Another factor may simply be the accelerated pace of life. Concentrating on one thing seems a waste of our limited time, especially when that one thing involves waiting.

In this, your writer is no model of rectitude. Standing or even walking without earbuds or some riveting screen action often seems excruciating. In any line, I’m checking Twitter, messages and email, sometimes Facebook. And so are half the other people waiting.

This is apparently a real addiction. Phoning, Googling, emailing, texting — “each of these things tweaks the novelty-seeking, reward-seeking centers of the brain,” writes neuroscientist Daniel Levitin, “causing a burst of endogenous opioids (no wonder it feels so good!), all to the detriment of our staying on task.”
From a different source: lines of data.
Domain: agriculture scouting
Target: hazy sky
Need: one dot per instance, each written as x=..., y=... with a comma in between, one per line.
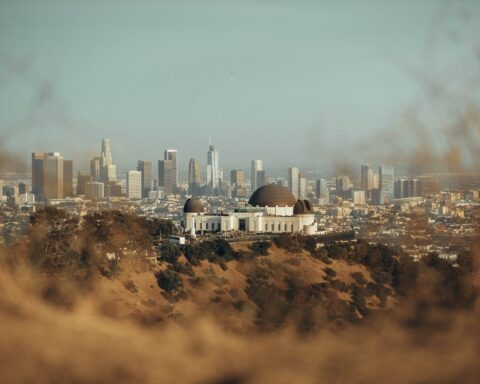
x=289, y=82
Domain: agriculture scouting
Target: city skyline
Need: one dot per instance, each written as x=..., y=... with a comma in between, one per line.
x=294, y=102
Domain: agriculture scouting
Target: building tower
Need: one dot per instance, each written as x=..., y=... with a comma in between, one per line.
x=67, y=178
x=322, y=190
x=168, y=173
x=366, y=178
x=145, y=168
x=194, y=177
x=134, y=185
x=257, y=175
x=386, y=174
x=50, y=177
x=213, y=172
x=294, y=181
x=106, y=154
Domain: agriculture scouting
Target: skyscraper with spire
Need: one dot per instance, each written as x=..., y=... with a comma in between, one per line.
x=213, y=172
x=194, y=177
x=168, y=172
x=257, y=175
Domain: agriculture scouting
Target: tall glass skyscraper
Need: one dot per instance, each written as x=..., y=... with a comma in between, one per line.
x=387, y=183
x=145, y=168
x=257, y=175
x=294, y=181
x=168, y=172
x=194, y=177
x=213, y=172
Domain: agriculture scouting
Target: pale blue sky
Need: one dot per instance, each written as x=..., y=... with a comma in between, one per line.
x=289, y=82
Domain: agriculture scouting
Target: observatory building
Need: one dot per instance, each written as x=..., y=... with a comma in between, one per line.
x=272, y=209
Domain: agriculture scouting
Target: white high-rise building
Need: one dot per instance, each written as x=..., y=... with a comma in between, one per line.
x=106, y=153
x=366, y=178
x=302, y=185
x=95, y=190
x=134, y=185
x=213, y=172
x=257, y=175
x=110, y=173
x=358, y=197
x=294, y=181
x=386, y=173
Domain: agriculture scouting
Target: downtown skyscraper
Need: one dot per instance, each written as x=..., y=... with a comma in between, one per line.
x=50, y=178
x=387, y=184
x=257, y=175
x=213, y=171
x=102, y=168
x=294, y=181
x=146, y=169
x=366, y=178
x=168, y=172
x=194, y=177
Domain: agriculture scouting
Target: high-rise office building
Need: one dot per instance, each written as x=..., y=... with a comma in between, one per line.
x=95, y=190
x=22, y=188
x=96, y=165
x=146, y=169
x=294, y=181
x=54, y=176
x=134, y=185
x=167, y=172
x=358, y=197
x=48, y=175
x=343, y=185
x=366, y=178
x=237, y=177
x=106, y=154
x=257, y=175
x=38, y=174
x=213, y=171
x=322, y=190
x=67, y=178
x=387, y=176
x=415, y=188
x=302, y=185
x=109, y=173
x=82, y=181
x=194, y=177
x=102, y=168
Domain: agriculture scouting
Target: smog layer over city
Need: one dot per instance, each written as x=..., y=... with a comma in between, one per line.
x=239, y=191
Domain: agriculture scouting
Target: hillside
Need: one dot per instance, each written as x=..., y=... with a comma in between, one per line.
x=84, y=300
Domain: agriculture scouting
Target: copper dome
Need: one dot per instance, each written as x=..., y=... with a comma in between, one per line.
x=193, y=206
x=272, y=195
x=302, y=207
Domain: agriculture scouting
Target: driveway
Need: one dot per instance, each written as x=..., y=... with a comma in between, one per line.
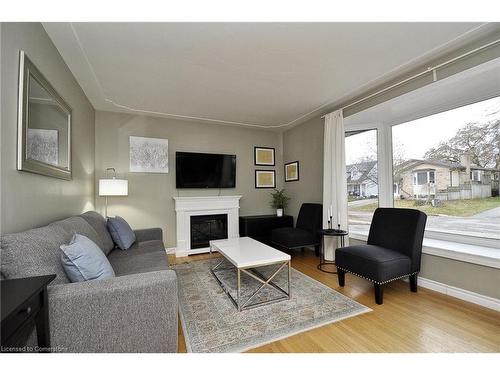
x=361, y=202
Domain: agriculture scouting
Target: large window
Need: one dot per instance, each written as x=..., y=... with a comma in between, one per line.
x=448, y=166
x=361, y=178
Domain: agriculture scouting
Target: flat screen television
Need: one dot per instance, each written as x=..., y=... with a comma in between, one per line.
x=201, y=171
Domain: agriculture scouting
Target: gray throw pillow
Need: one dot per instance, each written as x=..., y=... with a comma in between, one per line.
x=122, y=234
x=83, y=260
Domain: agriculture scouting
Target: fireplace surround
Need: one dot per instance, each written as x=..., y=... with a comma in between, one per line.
x=186, y=207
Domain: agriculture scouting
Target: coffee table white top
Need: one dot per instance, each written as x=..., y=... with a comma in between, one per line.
x=244, y=252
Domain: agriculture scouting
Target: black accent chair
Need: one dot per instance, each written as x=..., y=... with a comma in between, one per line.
x=392, y=252
x=305, y=233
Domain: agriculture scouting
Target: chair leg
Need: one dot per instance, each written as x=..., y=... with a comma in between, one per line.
x=413, y=283
x=379, y=293
x=341, y=276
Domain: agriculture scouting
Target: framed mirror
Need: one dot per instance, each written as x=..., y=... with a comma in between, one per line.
x=44, y=125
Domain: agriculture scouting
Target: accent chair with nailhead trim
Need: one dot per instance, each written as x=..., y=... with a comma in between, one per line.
x=393, y=250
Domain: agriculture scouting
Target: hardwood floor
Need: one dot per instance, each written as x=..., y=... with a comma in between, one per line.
x=426, y=321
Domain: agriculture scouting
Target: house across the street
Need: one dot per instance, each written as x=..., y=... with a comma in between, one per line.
x=362, y=179
x=444, y=180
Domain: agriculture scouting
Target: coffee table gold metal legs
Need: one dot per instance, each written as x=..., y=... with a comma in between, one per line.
x=256, y=275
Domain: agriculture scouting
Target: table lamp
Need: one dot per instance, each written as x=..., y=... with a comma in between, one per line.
x=112, y=187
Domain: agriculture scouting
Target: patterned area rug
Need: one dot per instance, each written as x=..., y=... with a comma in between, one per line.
x=211, y=323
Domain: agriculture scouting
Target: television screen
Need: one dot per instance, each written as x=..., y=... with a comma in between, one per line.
x=201, y=171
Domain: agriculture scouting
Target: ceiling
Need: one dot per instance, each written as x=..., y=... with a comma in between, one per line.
x=270, y=75
x=471, y=86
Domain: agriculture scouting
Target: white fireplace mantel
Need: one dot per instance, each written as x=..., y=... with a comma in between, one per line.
x=185, y=207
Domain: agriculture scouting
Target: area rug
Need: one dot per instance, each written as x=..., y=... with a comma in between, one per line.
x=211, y=323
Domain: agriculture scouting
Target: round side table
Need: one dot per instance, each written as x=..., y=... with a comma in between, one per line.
x=330, y=233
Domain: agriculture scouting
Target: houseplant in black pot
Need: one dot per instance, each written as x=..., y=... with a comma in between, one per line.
x=279, y=201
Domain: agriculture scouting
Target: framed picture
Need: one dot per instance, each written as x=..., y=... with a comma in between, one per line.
x=264, y=156
x=292, y=171
x=265, y=179
x=148, y=155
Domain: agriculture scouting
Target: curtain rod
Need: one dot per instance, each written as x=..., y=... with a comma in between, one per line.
x=429, y=69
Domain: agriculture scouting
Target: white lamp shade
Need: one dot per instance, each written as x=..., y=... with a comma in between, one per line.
x=113, y=187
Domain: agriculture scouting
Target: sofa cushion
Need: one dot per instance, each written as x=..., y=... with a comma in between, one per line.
x=292, y=237
x=123, y=236
x=141, y=257
x=98, y=222
x=373, y=262
x=83, y=260
x=77, y=225
x=34, y=252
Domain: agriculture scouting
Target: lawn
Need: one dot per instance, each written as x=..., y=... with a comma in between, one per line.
x=464, y=207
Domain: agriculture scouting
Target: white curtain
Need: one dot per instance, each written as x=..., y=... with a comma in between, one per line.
x=334, y=178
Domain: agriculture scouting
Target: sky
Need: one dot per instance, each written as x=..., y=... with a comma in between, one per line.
x=418, y=136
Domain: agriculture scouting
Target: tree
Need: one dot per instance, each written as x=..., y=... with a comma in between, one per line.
x=480, y=141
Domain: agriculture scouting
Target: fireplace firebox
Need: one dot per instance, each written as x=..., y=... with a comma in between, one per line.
x=205, y=228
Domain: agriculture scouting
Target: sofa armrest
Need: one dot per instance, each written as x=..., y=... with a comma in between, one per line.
x=131, y=313
x=148, y=234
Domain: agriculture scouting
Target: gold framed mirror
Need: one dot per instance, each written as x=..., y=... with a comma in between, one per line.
x=44, y=125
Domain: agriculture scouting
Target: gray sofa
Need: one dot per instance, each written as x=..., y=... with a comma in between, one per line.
x=134, y=312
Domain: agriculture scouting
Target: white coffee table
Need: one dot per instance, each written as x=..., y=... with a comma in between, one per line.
x=247, y=254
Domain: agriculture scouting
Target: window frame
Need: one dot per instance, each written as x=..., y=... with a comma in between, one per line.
x=385, y=187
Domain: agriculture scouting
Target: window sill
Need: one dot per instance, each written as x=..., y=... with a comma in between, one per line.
x=481, y=255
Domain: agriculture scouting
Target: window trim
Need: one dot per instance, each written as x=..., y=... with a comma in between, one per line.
x=386, y=192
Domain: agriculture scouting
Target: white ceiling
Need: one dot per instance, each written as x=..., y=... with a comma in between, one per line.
x=257, y=74
x=473, y=85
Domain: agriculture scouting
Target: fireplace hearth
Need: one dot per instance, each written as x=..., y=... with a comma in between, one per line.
x=205, y=228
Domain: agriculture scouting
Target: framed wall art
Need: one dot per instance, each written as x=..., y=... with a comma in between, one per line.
x=264, y=156
x=292, y=171
x=265, y=179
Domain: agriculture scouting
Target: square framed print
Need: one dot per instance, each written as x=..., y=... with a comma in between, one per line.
x=265, y=179
x=148, y=155
x=264, y=156
x=292, y=171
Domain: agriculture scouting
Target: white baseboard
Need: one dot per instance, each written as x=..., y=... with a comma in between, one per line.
x=465, y=295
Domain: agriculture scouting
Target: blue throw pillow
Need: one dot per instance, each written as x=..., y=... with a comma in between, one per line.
x=122, y=234
x=83, y=260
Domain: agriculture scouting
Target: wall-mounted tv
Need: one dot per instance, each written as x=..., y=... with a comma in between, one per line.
x=201, y=171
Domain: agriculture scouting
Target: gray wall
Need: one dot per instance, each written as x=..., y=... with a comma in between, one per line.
x=29, y=200
x=150, y=200
x=305, y=144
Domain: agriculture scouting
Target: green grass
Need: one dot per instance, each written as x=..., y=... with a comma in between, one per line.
x=463, y=208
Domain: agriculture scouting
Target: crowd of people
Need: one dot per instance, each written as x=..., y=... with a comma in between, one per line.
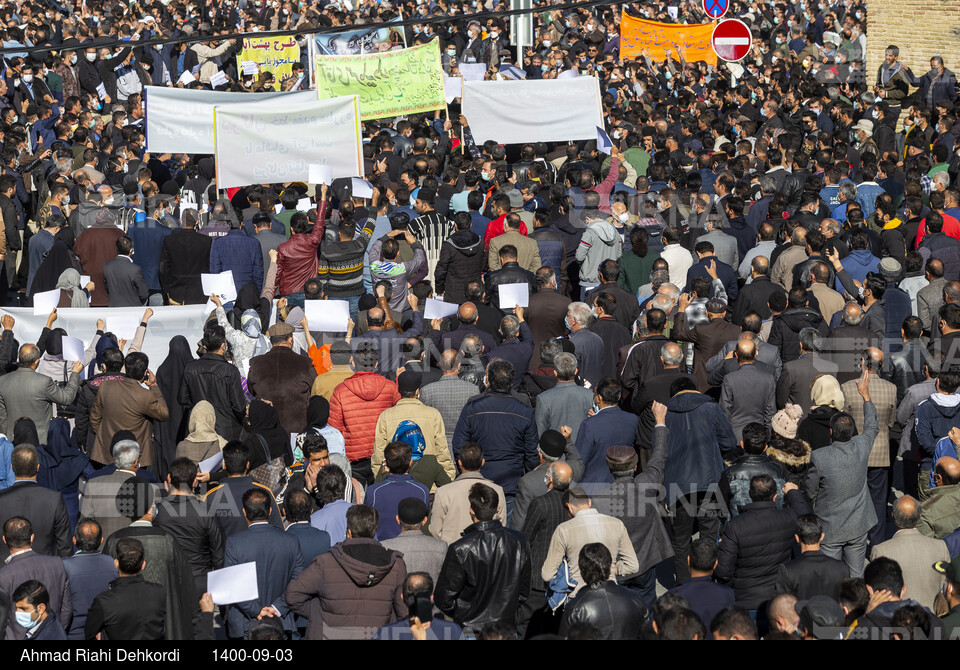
x=728, y=408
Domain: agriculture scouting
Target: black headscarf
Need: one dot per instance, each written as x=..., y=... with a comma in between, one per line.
x=262, y=420
x=61, y=463
x=25, y=432
x=169, y=377
x=48, y=274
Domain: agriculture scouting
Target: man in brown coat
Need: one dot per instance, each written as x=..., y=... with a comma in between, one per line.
x=547, y=312
x=283, y=377
x=355, y=588
x=95, y=246
x=130, y=404
x=708, y=338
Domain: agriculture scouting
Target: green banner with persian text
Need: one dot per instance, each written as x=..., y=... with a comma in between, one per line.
x=393, y=83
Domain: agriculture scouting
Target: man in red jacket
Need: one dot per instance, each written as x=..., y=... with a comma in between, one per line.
x=297, y=257
x=356, y=405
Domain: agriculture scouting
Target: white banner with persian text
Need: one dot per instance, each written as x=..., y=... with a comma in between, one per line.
x=167, y=322
x=180, y=120
x=259, y=144
x=540, y=110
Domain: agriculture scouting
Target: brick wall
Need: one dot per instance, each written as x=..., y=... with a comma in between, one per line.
x=921, y=28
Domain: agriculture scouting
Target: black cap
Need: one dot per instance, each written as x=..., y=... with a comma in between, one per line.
x=552, y=443
x=409, y=381
x=819, y=613
x=411, y=511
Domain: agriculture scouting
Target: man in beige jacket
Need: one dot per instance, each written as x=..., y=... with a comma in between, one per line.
x=586, y=526
x=450, y=514
x=409, y=408
x=528, y=251
x=914, y=552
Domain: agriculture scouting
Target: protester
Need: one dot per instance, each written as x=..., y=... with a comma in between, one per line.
x=811, y=208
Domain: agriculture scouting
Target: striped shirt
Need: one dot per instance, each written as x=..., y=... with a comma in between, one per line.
x=340, y=266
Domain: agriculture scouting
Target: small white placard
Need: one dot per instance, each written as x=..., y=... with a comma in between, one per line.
x=124, y=327
x=438, y=309
x=236, y=584
x=320, y=174
x=452, y=88
x=327, y=316
x=218, y=78
x=72, y=349
x=514, y=295
x=473, y=71
x=220, y=284
x=361, y=188
x=45, y=302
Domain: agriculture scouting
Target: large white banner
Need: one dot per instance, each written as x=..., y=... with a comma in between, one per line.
x=544, y=110
x=259, y=144
x=180, y=120
x=186, y=320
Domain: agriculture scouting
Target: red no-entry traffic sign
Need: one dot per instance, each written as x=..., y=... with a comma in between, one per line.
x=731, y=39
x=715, y=8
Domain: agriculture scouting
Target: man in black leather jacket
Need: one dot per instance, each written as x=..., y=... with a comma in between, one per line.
x=486, y=574
x=510, y=272
x=613, y=611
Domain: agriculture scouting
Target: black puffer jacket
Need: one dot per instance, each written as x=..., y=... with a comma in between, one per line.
x=461, y=262
x=906, y=367
x=785, y=332
x=754, y=544
x=213, y=379
x=616, y=612
x=485, y=576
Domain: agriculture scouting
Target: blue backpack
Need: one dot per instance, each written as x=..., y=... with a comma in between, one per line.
x=410, y=432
Texting is the worst. A study by the Washington (state) Traffic Safety Commission found that texting raised a driver’s risk of causing an accident by 23 times. Last year, 20 percent of the deadly accidents in the state were tied to distracted driving.

Insurance companies are very concerned. The average car insurance premium spiked by 16 percent last year, to an average of $926 nationwide. Much of it, the industry says, reflects the havoc unleashed by drivers engrossed in their gadgets.

The tragedy in Texas was remarkable for the high death count and the mind-blowing recklessness of the texting driver. But the national toll from distracted behavior continues to rise daily at a shocking rate. Laws governing what one may do under the influence of smartphones may help. Obviously, though, the problem goes deeper than that.